I would also feel hurt and it's not ''overly sensitive'' at all. Nothing is in therapy and this is something that is especially not because it's one of the most obvious things in this field... And no way you should be colder and more detached despite feeling the opposite because that's the very point of this kind of therapy. It's based on attachment and without it it doesn't work. It's normal to feel this way and these sort of feelings are something that should be there for the therapeutic effect to happen at all. That's what I've been told by my therapist many times because I was asking her about where I was in therapy and had serious issues with anxiety, opening up and trusting her, feeling any attachment and connection at all. It's a little bit better for me now than before, but I still have it after two years in therapy now... So I understand how difficult it is to build these sort of things and then lose them, to want to progress so badly, but to have to start this whole process from scratch again... It would take a lot of emotional strength not to give up and I'm not sure if I'd have it. I'm scared of that myself. (Although there's still a little bit of progress so maybe it would be different with another therapist if that happened).

In general I still find it strange that in order to get this care you should get a paid professional doing this for you. Things we're used to think of as something you get for free, that you ''can't buy love''... There's certain ethics behind it though such as that in adulthood other people will always want something from you emotionally in return and with therapist money is the only thing so they're only focused on your own emotional wellbeing minus the money part.

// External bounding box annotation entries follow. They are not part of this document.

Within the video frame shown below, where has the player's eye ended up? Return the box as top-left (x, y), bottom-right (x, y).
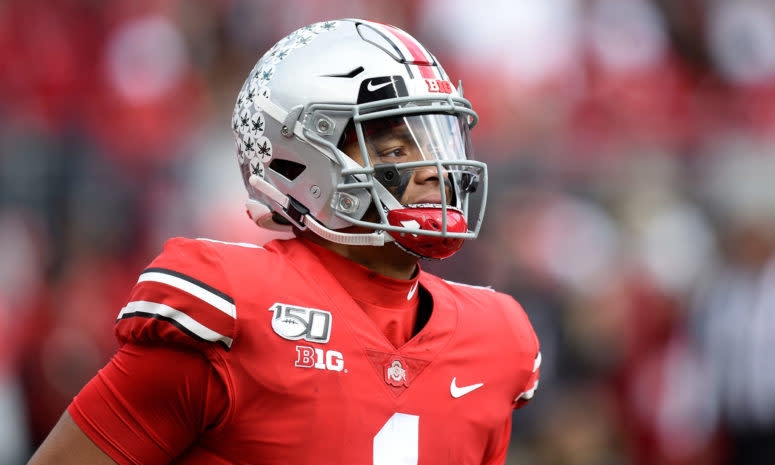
top-left (377, 147), bottom-right (407, 158)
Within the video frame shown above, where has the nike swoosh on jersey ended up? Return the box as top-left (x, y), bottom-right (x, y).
top-left (366, 81), bottom-right (392, 92)
top-left (449, 377), bottom-right (484, 399)
top-left (406, 281), bottom-right (419, 300)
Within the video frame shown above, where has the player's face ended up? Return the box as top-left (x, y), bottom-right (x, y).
top-left (343, 115), bottom-right (465, 205)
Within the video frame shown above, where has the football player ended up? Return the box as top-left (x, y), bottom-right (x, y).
top-left (30, 19), bottom-right (540, 465)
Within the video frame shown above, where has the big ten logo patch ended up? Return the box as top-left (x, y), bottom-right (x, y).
top-left (269, 303), bottom-right (331, 344)
top-left (425, 79), bottom-right (452, 94)
top-left (296, 346), bottom-right (347, 373)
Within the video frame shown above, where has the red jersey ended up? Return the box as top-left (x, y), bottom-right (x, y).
top-left (69, 239), bottom-right (540, 465)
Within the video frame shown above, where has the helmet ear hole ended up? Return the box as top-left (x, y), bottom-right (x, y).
top-left (269, 158), bottom-right (307, 181)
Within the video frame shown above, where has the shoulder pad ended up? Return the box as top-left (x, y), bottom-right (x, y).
top-left (116, 238), bottom-right (237, 350)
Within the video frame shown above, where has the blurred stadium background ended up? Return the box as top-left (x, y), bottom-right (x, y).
top-left (0, 0), bottom-right (775, 465)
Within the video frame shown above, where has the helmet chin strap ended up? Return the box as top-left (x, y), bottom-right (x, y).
top-left (247, 175), bottom-right (394, 246)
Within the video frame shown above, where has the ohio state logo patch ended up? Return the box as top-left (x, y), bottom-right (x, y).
top-left (385, 358), bottom-right (409, 387)
top-left (269, 302), bottom-right (331, 343)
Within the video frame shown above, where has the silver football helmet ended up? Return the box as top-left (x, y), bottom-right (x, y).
top-left (232, 19), bottom-right (487, 258)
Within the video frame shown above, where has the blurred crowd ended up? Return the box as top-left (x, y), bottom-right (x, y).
top-left (0, 0), bottom-right (775, 465)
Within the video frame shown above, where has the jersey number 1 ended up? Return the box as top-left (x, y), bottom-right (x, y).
top-left (373, 413), bottom-right (420, 465)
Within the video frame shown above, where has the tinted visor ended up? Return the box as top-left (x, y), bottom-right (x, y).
top-left (341, 113), bottom-right (481, 207)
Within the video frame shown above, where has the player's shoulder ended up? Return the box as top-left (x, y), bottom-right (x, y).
top-left (116, 237), bottom-right (272, 350)
top-left (428, 275), bottom-right (535, 339)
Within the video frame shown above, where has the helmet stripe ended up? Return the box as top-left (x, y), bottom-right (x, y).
top-left (362, 22), bottom-right (439, 79)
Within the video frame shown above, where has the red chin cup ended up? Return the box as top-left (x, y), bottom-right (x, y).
top-left (387, 207), bottom-right (468, 259)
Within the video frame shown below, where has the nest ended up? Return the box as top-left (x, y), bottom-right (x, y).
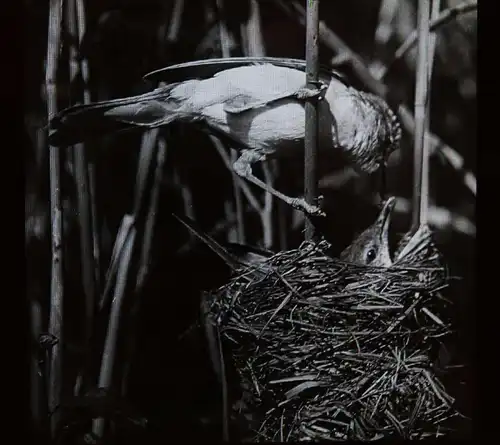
top-left (204, 231), bottom-right (457, 441)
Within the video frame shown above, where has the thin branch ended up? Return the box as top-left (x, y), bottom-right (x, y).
top-left (45, 0), bottom-right (64, 432)
top-left (392, 196), bottom-right (476, 237)
top-left (260, 161), bottom-right (276, 249)
top-left (378, 2), bottom-right (477, 80)
top-left (304, 0), bottom-right (319, 241)
top-left (214, 0), bottom-right (245, 243)
top-left (241, 0), bottom-right (276, 248)
top-left (274, 0), bottom-right (477, 196)
top-left (167, 0), bottom-right (185, 43)
top-left (92, 227), bottom-right (137, 437)
top-left (66, 0), bottom-right (96, 384)
top-left (209, 135), bottom-right (262, 213)
top-left (411, 0), bottom-right (430, 229)
top-left (76, 0), bottom-right (101, 289)
top-left (241, 0), bottom-right (266, 57)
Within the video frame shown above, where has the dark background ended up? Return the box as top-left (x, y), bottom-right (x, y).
top-left (23, 0), bottom-right (477, 441)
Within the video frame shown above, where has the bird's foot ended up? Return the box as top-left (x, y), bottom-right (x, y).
top-left (290, 196), bottom-right (326, 216)
top-left (295, 84), bottom-right (327, 100)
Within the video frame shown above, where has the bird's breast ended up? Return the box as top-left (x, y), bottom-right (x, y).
top-left (203, 99), bottom-right (332, 157)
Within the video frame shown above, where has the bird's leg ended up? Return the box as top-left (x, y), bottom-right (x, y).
top-left (233, 150), bottom-right (325, 216)
top-left (294, 82), bottom-right (328, 100)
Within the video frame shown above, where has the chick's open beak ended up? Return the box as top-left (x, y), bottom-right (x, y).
top-left (377, 196), bottom-right (396, 244)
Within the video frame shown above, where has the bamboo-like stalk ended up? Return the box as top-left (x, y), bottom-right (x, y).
top-left (66, 0), bottom-right (96, 388)
top-left (209, 135), bottom-right (262, 213)
top-left (28, 298), bottom-right (43, 432)
top-left (121, 138), bottom-right (167, 397)
top-left (76, 0), bottom-right (101, 293)
top-left (377, 2), bottom-right (477, 80)
top-left (45, 0), bottom-right (64, 434)
top-left (92, 226), bottom-right (137, 437)
top-left (274, 0), bottom-right (477, 196)
top-left (411, 0), bottom-right (430, 229)
top-left (241, 0), bottom-right (278, 248)
top-left (216, 0), bottom-right (245, 243)
top-left (92, 129), bottom-right (159, 437)
top-left (304, 0), bottom-right (319, 240)
top-left (241, 0), bottom-right (266, 57)
top-left (167, 0), bottom-right (185, 43)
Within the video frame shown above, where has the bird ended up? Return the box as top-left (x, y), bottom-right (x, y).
top-left (49, 57), bottom-right (401, 216)
top-left (172, 196), bottom-right (396, 270)
top-left (340, 196), bottom-right (396, 267)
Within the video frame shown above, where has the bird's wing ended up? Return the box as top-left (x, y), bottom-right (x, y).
top-left (144, 57), bottom-right (347, 85)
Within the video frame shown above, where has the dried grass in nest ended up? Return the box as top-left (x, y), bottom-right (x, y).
top-left (204, 232), bottom-right (456, 441)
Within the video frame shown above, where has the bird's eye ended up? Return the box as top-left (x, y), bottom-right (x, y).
top-left (366, 248), bottom-right (377, 264)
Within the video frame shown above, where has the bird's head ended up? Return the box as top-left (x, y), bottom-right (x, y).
top-left (331, 89), bottom-right (402, 174)
top-left (340, 197), bottom-right (396, 267)
top-left (363, 93), bottom-right (402, 173)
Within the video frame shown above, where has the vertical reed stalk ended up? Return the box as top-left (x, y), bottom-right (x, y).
top-left (411, 0), bottom-right (430, 229)
top-left (304, 0), bottom-right (319, 240)
top-left (66, 0), bottom-right (96, 386)
top-left (45, 0), bottom-right (64, 434)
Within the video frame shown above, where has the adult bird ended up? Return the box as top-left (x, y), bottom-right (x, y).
top-left (173, 197), bottom-right (396, 268)
top-left (49, 57), bottom-right (401, 215)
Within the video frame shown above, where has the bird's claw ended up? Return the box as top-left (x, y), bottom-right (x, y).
top-left (295, 84), bottom-right (327, 100)
top-left (291, 197), bottom-right (326, 216)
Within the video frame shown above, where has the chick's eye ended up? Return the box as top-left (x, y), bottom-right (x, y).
top-left (366, 248), bottom-right (377, 263)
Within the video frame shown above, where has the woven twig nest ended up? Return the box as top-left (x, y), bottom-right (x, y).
top-left (204, 225), bottom-right (456, 441)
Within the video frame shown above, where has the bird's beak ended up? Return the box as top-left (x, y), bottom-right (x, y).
top-left (377, 196), bottom-right (396, 243)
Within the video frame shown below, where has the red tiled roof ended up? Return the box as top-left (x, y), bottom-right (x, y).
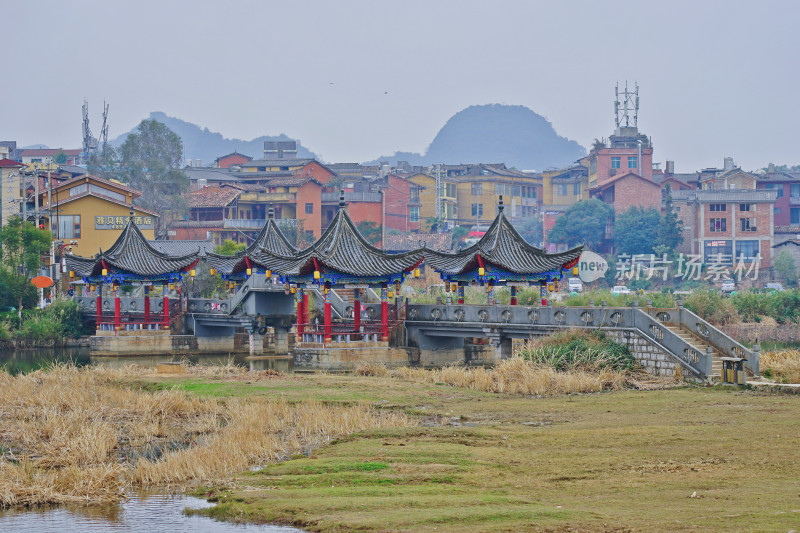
top-left (186, 187), bottom-right (242, 207)
top-left (21, 148), bottom-right (81, 157)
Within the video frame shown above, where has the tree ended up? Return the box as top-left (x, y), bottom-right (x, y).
top-left (356, 220), bottom-right (382, 246)
top-left (547, 198), bottom-right (614, 249)
top-left (0, 215), bottom-right (53, 312)
top-left (214, 239), bottom-right (244, 255)
top-left (614, 206), bottom-right (661, 255)
top-left (656, 183), bottom-right (683, 255)
top-left (119, 120), bottom-right (189, 238)
top-left (772, 250), bottom-right (797, 286)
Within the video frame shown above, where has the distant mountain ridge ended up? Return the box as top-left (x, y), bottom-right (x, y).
top-left (109, 111), bottom-right (316, 166)
top-left (109, 104), bottom-right (586, 171)
top-left (368, 104), bottom-right (587, 171)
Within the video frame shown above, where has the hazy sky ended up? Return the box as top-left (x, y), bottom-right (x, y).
top-left (6, 0), bottom-right (800, 172)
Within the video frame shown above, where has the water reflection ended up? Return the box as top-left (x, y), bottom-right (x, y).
top-left (0, 348), bottom-right (293, 375)
top-left (0, 496), bottom-right (301, 533)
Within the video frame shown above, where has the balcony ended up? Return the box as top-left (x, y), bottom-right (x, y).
top-left (322, 191), bottom-right (381, 204)
top-left (223, 218), bottom-right (297, 229)
top-left (239, 192), bottom-right (297, 204)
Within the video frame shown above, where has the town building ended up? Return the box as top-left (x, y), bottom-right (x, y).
top-left (0, 158), bottom-right (25, 226)
top-left (756, 164), bottom-right (800, 227)
top-left (672, 188), bottom-right (777, 269)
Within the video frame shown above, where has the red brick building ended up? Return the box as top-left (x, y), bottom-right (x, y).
top-left (672, 189), bottom-right (777, 269)
top-left (589, 168), bottom-right (661, 215)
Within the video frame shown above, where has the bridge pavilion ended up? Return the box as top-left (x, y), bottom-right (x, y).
top-left (425, 196), bottom-right (583, 305)
top-left (64, 208), bottom-right (200, 335)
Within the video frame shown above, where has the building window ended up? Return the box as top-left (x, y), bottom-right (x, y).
top-left (56, 215), bottom-right (81, 239)
top-left (739, 218), bottom-right (756, 231)
top-left (703, 241), bottom-right (733, 265)
top-left (736, 241), bottom-right (759, 261)
top-left (708, 218), bottom-right (728, 233)
top-left (767, 183), bottom-right (783, 198)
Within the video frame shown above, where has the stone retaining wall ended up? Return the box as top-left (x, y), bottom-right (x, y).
top-left (606, 330), bottom-right (678, 376)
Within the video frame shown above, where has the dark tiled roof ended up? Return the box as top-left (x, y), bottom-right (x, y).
top-left (65, 217), bottom-right (198, 276)
top-left (206, 213), bottom-right (297, 274)
top-left (148, 240), bottom-right (216, 256)
top-left (253, 205), bottom-right (423, 277)
top-left (186, 186), bottom-right (242, 207)
top-left (425, 206), bottom-right (583, 275)
top-left (383, 233), bottom-right (453, 252)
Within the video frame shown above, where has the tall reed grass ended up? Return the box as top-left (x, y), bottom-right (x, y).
top-left (0, 365), bottom-right (412, 507)
top-left (759, 350), bottom-right (800, 383)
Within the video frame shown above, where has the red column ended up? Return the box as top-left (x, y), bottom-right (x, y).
top-left (144, 285), bottom-right (150, 328)
top-left (381, 285), bottom-right (389, 342)
top-left (353, 289), bottom-right (361, 333)
top-left (162, 283), bottom-right (169, 330)
top-left (303, 291), bottom-right (309, 324)
top-left (95, 283), bottom-right (103, 330)
top-left (322, 285), bottom-right (331, 342)
top-left (297, 287), bottom-right (306, 334)
top-left (114, 287), bottom-right (121, 335)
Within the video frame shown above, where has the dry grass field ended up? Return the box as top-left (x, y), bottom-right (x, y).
top-left (0, 362), bottom-right (800, 532)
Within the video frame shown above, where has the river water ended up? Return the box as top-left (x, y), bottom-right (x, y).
top-left (0, 348), bottom-right (300, 533)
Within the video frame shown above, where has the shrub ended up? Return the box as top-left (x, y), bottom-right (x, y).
top-left (517, 330), bottom-right (637, 372)
top-left (683, 290), bottom-right (738, 326)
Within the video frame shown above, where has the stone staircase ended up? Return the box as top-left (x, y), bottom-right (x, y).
top-left (664, 324), bottom-right (724, 381)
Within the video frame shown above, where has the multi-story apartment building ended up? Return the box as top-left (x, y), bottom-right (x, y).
top-left (672, 188), bottom-right (777, 268)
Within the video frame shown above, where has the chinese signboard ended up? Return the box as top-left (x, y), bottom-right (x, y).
top-left (94, 216), bottom-right (153, 229)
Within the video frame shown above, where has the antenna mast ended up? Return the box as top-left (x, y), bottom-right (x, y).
top-left (614, 81), bottom-right (639, 129)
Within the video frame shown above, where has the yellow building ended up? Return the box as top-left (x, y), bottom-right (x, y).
top-left (42, 176), bottom-right (158, 257)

But as people have said, the prices are so ridiculously high most of the time and not that many people can afford it despite needing it so much. It's probably mostly because of capitalism. People like anarchists propose not only a different economical and political system, they also propose a different model of human relationships in order for that to happen, for example. They want it to be based on cooperation and they claim that people wouldn't be alienated from each other in that kind of society. It's what they have in theory.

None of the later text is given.